Изменить размер шрифта - +

Обручев, которому в Третьем отделении предъявили все распространенные им листки, был оглушен. Так вот как, вот для кого они старались, вот кого пытались просветить, вот ради кого рисковали свободой и жизнью? Все эти люди — предатели, доносчики…

Владимиру Александровичу, из которого еще не успел вылепиться опытный конспиратор и революционер, для которого распространение прокламации «Beликорус» было, в сущности, «первым революционным делом, и в голову не — пришло, что предатели сидели на почте, что чиновникам было поручено вскрывать подозрительные конверты и передавать содержимое Третьему отделению.

Потрясенный Обручев решил любыми путями предупредить тех, кто должен был «весьма сильно написать» третий выпуск, чтобы не губили себя ради такой публики. Удобней всего это было сделать через Бокова. И на третий день после ареста Обручев потребовал свидания с сестрой и зятем.

Свидание дали. Боков, едва вошел в приемную, тотчас же приложил палец к губам. Однако им удалось перекинуться несколькими словами, из которых Обручев узнал, что и Боков получил сведения о том, что все прокламации «Великоруса», распространенные Обручевым, находятся в Третьем отделении.

Петр Иванович, через друзей спросив у Чернышевского, может ли он продолжать бывать у него, на что ему было отвечено, что все в их отношениях должно оставаться по-прежнему, отправился к Николаю Гавриловичу. Чернышевский не удивился — уже давно видел он, как сгущаются тучи над головами его друзей и над его собственной. Он перевез семью на новую квартиру, на Большую Московскую улицу, но дома в эти дни почти не бывал — все время проводил у постели умирающего Добролюбова.

Дни Добролюбова были сочтены. Он мучительно страдал от слабости и болей, знал, что умирает, стал раздражителен. Только два человека действовали на него успокаивающе: Чернышевский и Авдотья Панаева, самоотверженно ухаживавшая за больным.

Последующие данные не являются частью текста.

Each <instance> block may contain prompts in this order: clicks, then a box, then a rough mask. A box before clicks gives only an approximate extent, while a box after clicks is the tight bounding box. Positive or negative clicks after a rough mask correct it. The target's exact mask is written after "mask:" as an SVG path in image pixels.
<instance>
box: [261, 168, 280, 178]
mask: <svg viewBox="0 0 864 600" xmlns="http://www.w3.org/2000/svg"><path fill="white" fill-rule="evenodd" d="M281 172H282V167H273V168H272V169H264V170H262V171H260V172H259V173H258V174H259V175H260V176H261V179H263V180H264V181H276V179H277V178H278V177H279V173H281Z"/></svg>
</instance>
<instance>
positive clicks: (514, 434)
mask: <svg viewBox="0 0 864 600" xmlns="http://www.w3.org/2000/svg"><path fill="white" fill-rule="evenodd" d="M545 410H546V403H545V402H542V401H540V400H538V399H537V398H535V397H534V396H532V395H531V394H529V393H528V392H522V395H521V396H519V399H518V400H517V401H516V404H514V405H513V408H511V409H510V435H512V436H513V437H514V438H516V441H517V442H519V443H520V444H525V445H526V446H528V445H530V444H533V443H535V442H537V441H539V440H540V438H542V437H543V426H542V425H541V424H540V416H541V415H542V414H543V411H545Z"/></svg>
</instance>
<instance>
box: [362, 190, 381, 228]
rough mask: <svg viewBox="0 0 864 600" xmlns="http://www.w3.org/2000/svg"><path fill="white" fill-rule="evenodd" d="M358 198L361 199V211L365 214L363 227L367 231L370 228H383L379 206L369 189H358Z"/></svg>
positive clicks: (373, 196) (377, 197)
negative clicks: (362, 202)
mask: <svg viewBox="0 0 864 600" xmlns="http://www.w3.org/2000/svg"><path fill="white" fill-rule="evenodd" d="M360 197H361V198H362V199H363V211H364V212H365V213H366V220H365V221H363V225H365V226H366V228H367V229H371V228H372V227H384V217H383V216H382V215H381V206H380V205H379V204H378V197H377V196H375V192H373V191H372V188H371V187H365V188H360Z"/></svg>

Теперь уже двери дома Чернышевского не были постоянно открыты для всех — только близких людей принимал он ежедневно, остальным же, желавшим его видеть, была назначена среда, и в этот день приходило очень много народу.

В ночь с 16 на 17 ноября Добролюбов скончался. Для Чернышевского это была третья утрата дорогого человека за последний год: смерть маленького сына, смерть горячо любимого отца и смерть самого дорогого и близкого друга, почти брата — Добролюбова.

Слежка, установленная за ним, не оставалась для него тайной. Николай Гаврилович знал, что каждый его шаг известен охранке, что каждое написанное и напечатанное им слово вызывает еще большее против него озлобление, мог подозревать, что даже те слова, под которыми не стояла его подпись, отлично известны правительству.

— В начале декабря Петр Иванович Боков был вызван в Сенат, где ему объявили, что дело его передано суду, что привлечен он по делу о составлении и распространении прокламации «Великорус» и что лучше всего ему во всем признаться, чтобы смягчить наказание, ибо правительству все о нем известно и пощады ждать нечего.

Боков отлично понимал, что ничего о нем определенного неизвестно: иначе его не отпустили бы на поруки, как это сделали, а держали бы в заключении, как Обручева, который был уже переведен из Третьего отделения в Алексеевский равелин Петропавловской крепости.

В этот же день в Сенате читался приговор Михаилу Михайлову. Петр Иванович смешался с толпой, стараясь держаться поближе к проходу, чтобы послать последний привет этому замечательному человеку. Увидеть его, однако, удалось только тогда, когда после прочтения приговора его вывели в прихожую.

Вся длинная прихожая, вся площадка и значительная часть лестницы были заполнены народом. Многие выбегали из толпы, пожимали Михайлову руки, женщины плакали. Петр Иванович, с трудом сдерживая предательские слезы, молча подошел к Михайлову и обменялся с ним крепким рукопожатием.